Proposed by: Adi Eyal
Date: 2020-09-06
Status: Work in progress
Read about Geography Hierarchies here.
The current architecture considers levels to belong to only a single hierarchy. For instance Wards version 2016, belongs to the 2016 Boundaries Hierarchy. There are occasions where this level might be relevant to another hierarchy. South African Provinces are useful in both South African hierarchies as well as a World hierarchy. For this level to belong to both hierarchies, another version of the boundaries must be uploaded.
This limitation is inconvenient and creates database bloat by storing a second copy of the boundaries.
Sharing datasets across hierarchies
The limitation above also has an impact on datasets associated with these geographies. Since datasets are tied to a particular hierarchy, it is impossible to use the same data with another hierarchy, even if they share boundaries.
Children can only have one parent
Child geographies explicitly identify their parent when uploaded. This prevents hierarchies where a child can be reached through different paths.
Geographies belong to a particular level and version. There are cases where the same term may be used for different levels causing confusion. For instance, a District in South African may not be comparable to a district in another country which may fit in a different position in the hierarchy.
You need to know which version of ancestors to show to potentially navigate away from the selected geography.

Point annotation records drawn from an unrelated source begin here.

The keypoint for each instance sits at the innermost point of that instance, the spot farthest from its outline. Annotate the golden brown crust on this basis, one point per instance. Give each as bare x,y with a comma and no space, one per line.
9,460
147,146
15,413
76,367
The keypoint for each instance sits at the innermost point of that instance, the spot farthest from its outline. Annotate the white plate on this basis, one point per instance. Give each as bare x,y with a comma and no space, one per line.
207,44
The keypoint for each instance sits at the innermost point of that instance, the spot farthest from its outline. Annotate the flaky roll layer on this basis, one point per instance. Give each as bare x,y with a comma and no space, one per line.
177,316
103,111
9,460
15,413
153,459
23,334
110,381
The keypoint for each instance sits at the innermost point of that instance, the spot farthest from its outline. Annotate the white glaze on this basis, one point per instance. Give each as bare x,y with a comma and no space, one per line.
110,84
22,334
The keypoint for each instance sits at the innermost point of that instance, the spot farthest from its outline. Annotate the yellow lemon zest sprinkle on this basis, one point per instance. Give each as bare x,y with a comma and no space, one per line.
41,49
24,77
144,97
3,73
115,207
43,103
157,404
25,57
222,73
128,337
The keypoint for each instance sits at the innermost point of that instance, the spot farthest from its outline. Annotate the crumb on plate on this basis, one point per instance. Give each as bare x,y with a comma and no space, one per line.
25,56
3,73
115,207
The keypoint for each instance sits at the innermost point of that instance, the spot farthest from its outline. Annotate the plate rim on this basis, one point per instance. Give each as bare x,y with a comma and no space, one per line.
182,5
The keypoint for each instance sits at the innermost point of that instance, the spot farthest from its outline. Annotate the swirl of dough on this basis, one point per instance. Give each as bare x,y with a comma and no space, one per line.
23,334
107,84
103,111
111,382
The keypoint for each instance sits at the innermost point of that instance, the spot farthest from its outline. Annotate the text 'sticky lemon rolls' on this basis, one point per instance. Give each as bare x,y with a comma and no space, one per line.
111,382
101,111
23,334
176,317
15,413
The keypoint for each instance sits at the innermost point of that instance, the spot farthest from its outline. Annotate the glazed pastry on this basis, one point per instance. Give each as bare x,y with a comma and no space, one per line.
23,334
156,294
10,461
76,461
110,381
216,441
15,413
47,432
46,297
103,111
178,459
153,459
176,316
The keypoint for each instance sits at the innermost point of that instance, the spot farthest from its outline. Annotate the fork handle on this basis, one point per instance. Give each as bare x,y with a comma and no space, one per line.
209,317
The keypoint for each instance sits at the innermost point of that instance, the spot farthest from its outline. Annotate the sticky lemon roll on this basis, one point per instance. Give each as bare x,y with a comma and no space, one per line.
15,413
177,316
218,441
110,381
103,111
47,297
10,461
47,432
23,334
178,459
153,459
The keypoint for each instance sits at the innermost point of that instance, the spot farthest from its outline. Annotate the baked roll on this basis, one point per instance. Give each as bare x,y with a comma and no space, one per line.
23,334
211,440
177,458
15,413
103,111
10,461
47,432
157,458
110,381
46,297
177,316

In the image below, the hexagons should be children of the 2016 Mangaung but are incorrectly added as children of the smaller 2011 Mangaung. Hexagons are technically not part of the municipal demarcation, but in one demarcation version, hexagon a might be best presented a child of one municipality, and in another demarcation version, it would be a child of another.
This raises the question of which demarcation version to use to determine the ancestors for the breadcrumb and ancestor siblings for the map navigation.
If there is only one hierarchy and only part of it is relevant, e.g. Gauteng for GCRO, then search should be restricted to only Gauteng, and only the boundary types that are used on the GCRO profile.
Decoupling levels from hierarchies would add flexibility when constructing hierarchies. Geographies are not associated with any particular hierarchy when they are uploaded. An admin is then able to create a hierarchy by choosing which levels to include in it. Geographies are differentiated by the combination of their namespace and code, whereas child geographies refer to their parents only by code. To make this concrete, a useful example is to consider that South Africa changes municipal boundaries every five years. The current boundaries were drawn up in 2016 and the previous ones in 2011. I can upload 2011 municipalities and 2016 municipalities. Many of the municipalities in each geography set may have the same code, e.g. City of Cape Town has the code CPT in both sets. We can uniquely identify a particular boundary by prefixing it with its namespace.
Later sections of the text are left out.